Schlechte Angewohnheiten – wir haben sie alle: Der eine isst zu viel Süßigkeiten und bewegt sich zu wenig, der andere raucht zu viel oder trinkt gerne ein Gläschen über den Durst. Wer etwas daran verändern will, scheitert häufig. Doch Gewohnheiten sind kein Schicksal. Sie können ignoriert, modifiziert oder ersetzt werden. Dazu muss man aber wissen, wie sie entstehen
Den gesamten Artikel können Sie in der Psychologie Heute 09/2012 lesen, mehr dazu PH 09/2013 S: 11
Ein Forscher der Duke University fand 2006 heraus, dass über 40 Prozent unserer täglichen Handlungen nicht auf bewussten Entscheidungen beruhen, sondern Gewohnheiten sind. Einige sind simpel: Wir drücken automatisch Zahnpasta auf die Zahnbürste, bevor wir diese in den Mund stecken. Andere sind etwas komplexer, etwa das Rücksetzen eines Autos aus einer Einfahrt. Gewohnheiten, so sagen Wissenschaftler, entstehen, weil das Gehirn ständig nach Wegen sucht, um sich weniger anzustrengen. Sich selbst überlassen, versucht das Gehirn praktisch jede regelmäßige Handlung in eine Gewohnheit zu verwandeln, um möglichst häufig herunterzufahren. Ein effizientes Gehirn erlaubt uns, nicht mehr unentwegt über grundlegende Verhaltensweisen nachdenken zu müssen, wie etwa das Gehen oder die Essensauswahl, sodass wir mentale Energie für die Erfindung von Speeren, Bewässerungssystemen und schließlich Flugzeugen und Videospielen aufwenden können.
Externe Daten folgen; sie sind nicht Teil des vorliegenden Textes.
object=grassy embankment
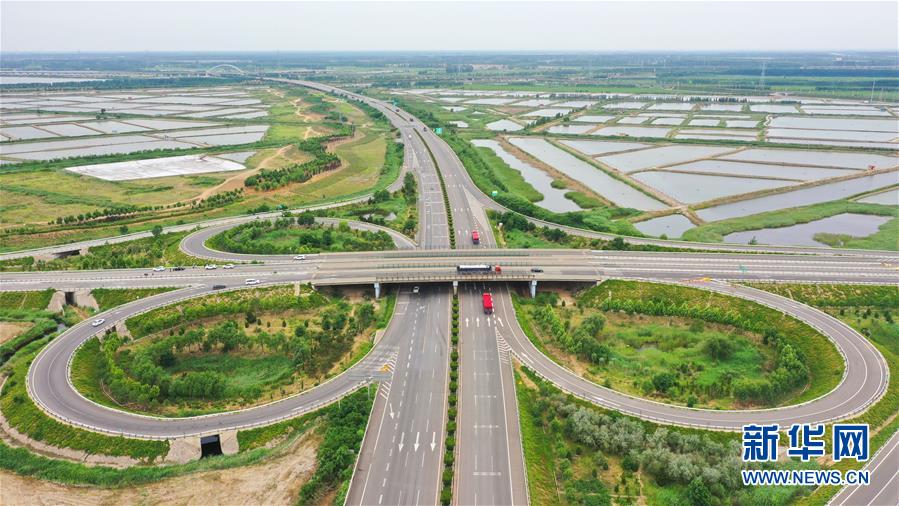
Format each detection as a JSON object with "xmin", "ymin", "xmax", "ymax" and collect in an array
[
  {"xmin": 0, "ymin": 385, "xmax": 370, "ymax": 495},
  {"xmin": 513, "ymin": 280, "xmax": 842, "ymax": 409}
]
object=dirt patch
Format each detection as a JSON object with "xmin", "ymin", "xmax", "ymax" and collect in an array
[
  {"xmin": 0, "ymin": 430, "xmax": 321, "ymax": 506},
  {"xmin": 0, "ymin": 322, "xmax": 33, "ymax": 346}
]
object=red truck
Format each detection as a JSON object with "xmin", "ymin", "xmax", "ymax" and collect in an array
[
  {"xmin": 482, "ymin": 293, "xmax": 494, "ymax": 314},
  {"xmin": 471, "ymin": 230, "xmax": 480, "ymax": 245}
]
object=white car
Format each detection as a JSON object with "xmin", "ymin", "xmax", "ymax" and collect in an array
[
  {"xmin": 245, "ymin": 278, "xmax": 261, "ymax": 285},
  {"xmin": 152, "ymin": 266, "xmax": 166, "ymax": 272},
  {"xmin": 412, "ymin": 286, "xmax": 420, "ymax": 294},
  {"xmin": 223, "ymin": 264, "xmax": 235, "ymax": 269},
  {"xmin": 204, "ymin": 264, "xmax": 217, "ymax": 270},
  {"xmin": 91, "ymin": 318, "xmax": 106, "ymax": 327},
  {"xmin": 293, "ymin": 255, "xmax": 306, "ymax": 261}
]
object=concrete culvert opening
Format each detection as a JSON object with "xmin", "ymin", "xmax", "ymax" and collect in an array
[
  {"xmin": 64, "ymin": 292, "xmax": 75, "ymax": 305},
  {"xmin": 200, "ymin": 435, "xmax": 223, "ymax": 458}
]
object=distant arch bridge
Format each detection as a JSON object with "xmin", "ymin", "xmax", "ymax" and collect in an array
[{"xmin": 205, "ymin": 64, "xmax": 247, "ymax": 76}]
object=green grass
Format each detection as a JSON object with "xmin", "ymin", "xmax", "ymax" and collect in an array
[
  {"xmin": 0, "ymin": 290, "xmax": 54, "ymax": 311},
  {"xmin": 516, "ymin": 369, "xmax": 563, "ymax": 506},
  {"xmin": 682, "ymin": 199, "xmax": 898, "ymax": 248},
  {"xmin": 516, "ymin": 296, "xmax": 774, "ymax": 409},
  {"xmin": 471, "ymin": 143, "xmax": 544, "ymax": 202},
  {"xmin": 564, "ymin": 191, "xmax": 603, "ymax": 209},
  {"xmin": 0, "ymin": 87, "xmax": 399, "ymax": 254},
  {"xmin": 1, "ymin": 337, "xmax": 169, "ymax": 461},
  {"xmin": 207, "ymin": 220, "xmax": 395, "ymax": 255},
  {"xmin": 91, "ymin": 288, "xmax": 177, "ymax": 312},
  {"xmin": 168, "ymin": 353, "xmax": 295, "ymax": 390},
  {"xmin": 73, "ymin": 285, "xmax": 385, "ymax": 417},
  {"xmin": 585, "ymin": 280, "xmax": 843, "ymax": 405},
  {"xmin": 514, "ymin": 280, "xmax": 843, "ymax": 408},
  {"xmin": 514, "ymin": 366, "xmax": 811, "ymax": 506},
  {"xmin": 0, "ymin": 231, "xmax": 206, "ymax": 272}
]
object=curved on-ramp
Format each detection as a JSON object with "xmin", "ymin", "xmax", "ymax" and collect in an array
[
  {"xmin": 27, "ymin": 282, "xmax": 404, "ymax": 439},
  {"xmin": 23, "ymin": 262, "xmax": 889, "ymax": 439}
]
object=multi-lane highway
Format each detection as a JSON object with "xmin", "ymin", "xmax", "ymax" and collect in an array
[{"xmin": 2, "ymin": 78, "xmax": 897, "ymax": 505}]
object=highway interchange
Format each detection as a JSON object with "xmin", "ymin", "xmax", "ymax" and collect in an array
[{"xmin": 1, "ymin": 79, "xmax": 897, "ymax": 505}]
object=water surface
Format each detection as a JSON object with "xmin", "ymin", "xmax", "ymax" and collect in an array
[
  {"xmin": 472, "ymin": 139, "xmax": 580, "ymax": 213},
  {"xmin": 697, "ymin": 171, "xmax": 899, "ymax": 221},
  {"xmin": 509, "ymin": 137, "xmax": 667, "ymax": 211},
  {"xmin": 723, "ymin": 213, "xmax": 892, "ymax": 247}
]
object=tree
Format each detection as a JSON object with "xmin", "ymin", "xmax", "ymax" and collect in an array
[
  {"xmin": 652, "ymin": 372, "xmax": 676, "ymax": 393},
  {"xmin": 703, "ymin": 335, "xmax": 734, "ymax": 360},
  {"xmin": 687, "ymin": 478, "xmax": 713, "ymax": 506},
  {"xmin": 297, "ymin": 211, "xmax": 315, "ymax": 226},
  {"xmin": 151, "ymin": 225, "xmax": 163, "ymax": 238},
  {"xmin": 609, "ymin": 237, "xmax": 628, "ymax": 250},
  {"xmin": 119, "ymin": 225, "xmax": 130, "ymax": 235}
]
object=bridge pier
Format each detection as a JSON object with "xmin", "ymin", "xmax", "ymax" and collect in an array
[
  {"xmin": 374, "ymin": 282, "xmax": 381, "ymax": 299},
  {"xmin": 452, "ymin": 280, "xmax": 458, "ymax": 296},
  {"xmin": 530, "ymin": 280, "xmax": 537, "ymax": 298}
]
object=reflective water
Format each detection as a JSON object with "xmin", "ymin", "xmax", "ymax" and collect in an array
[
  {"xmin": 591, "ymin": 126, "xmax": 671, "ymax": 138},
  {"xmin": 721, "ymin": 149, "xmax": 898, "ymax": 169},
  {"xmin": 547, "ymin": 124, "xmax": 594, "ymax": 135},
  {"xmin": 724, "ymin": 213, "xmax": 892, "ymax": 247},
  {"xmin": 633, "ymin": 171, "xmax": 793, "ymax": 204},
  {"xmin": 666, "ymin": 160, "xmax": 857, "ymax": 181},
  {"xmin": 472, "ymin": 139, "xmax": 580, "ymax": 213},
  {"xmin": 598, "ymin": 145, "xmax": 735, "ymax": 173},
  {"xmin": 634, "ymin": 214, "xmax": 695, "ymax": 238},
  {"xmin": 508, "ymin": 137, "xmax": 667, "ymax": 211},
  {"xmin": 486, "ymin": 120, "xmax": 524, "ymax": 132},
  {"xmin": 856, "ymin": 188, "xmax": 898, "ymax": 205},
  {"xmin": 697, "ymin": 171, "xmax": 899, "ymax": 221},
  {"xmin": 560, "ymin": 139, "xmax": 649, "ymax": 156}
]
Aber das Einsparen mentaler Anstrengung ist ein heikles Unterfangen, denn wenn unser Gehirn im falschen Moment herunterfährt, übersehen wir vielleicht etwas Wichtiges, wie einen Fressfeind, der sich im Gebüsch versteckt, oder ein heranbrausendes Auto, wenn wir rückwärts auf die Straße fahren. Also hat unser Gehirn ein raffiniertes System entwickelt, das darüber entscheidet, wann Gewohnheiten das Kommando übernehmen. Dies geschieht immer dann, wenn ein Verhaltenselement beginnt oder endet. Zu Beginn eines Verhaltenselements strengt sich das Gehirn stark an und sucht nach etwas – einem Auslösereiz –, das ihm einen Anhaltspunkt dafür liefert, welche Gewohnheit aktiviert werden sollte. Wenn am Ende der Aktivität eine Belohnung auftaucht, rüttelt sich das Gehirn selbst wach und stellt sicher, dass alles erwartungsgemäß abläuft.
Dieser Prozess innerhalb unseres Gehirns ist eine dreistufige Schleife. Zunächst gibt es einen Auslösereiz, der das Gehirn auffordert, in einen automatischen Modus umzuschalten, und ihm sagt, welche Gewohnheit es aktivieren sollte. Nun greift die Routine, die körperlicher, mentaler oder emotionaler Natur sein kann. Am Schluss folgt eine Belohnung, die unserem Gehirn hilft, zu entscheiden, ob es sich lohnt, sich diese konkrete Schleife für die Zukunft zu merken. Im Lauf der Zeit wird diese Schleife – Auslösereiz, Routine, Belohnung – mehr und mehr automatisiert. Der Auslösereiz und die Belohnung werden immer enger miteinander verschränkt, bis ein starkes Gefühl der Antizipation und des Verlangens entsteht. Und am Ende bildet sich eine Gewohnheit aus. Ohne Gewohnheitsschleifen würden unsere Gehirne dichtmachen, überwältigt von den Details des Alltagslebens. Zugleich kann die Abhängigkeit von automatischen Routinen gefährlich sein. Gewohnheiten sind oftmals ebenso sehr Fluch wie Segen. Doch schon allein das Verstehen ihrer Funktionsweise erleichtert ihre Kontrolle. Gewohnheiten sind wirkmächtig, aber störungsanfällig. Sie können ohne Beteiligung unseres Bewusstseins entstehen oder bewusst konzipiert werden. Sie werden oft ohne unser Zutun aktiv, doch sie lassen sich umformen, indem man mit ihren einzelnen Elementen spielt. Wenn wir lernen, die Auslösereize und Belohnungen zu beobachten, können wir Routinen verändern.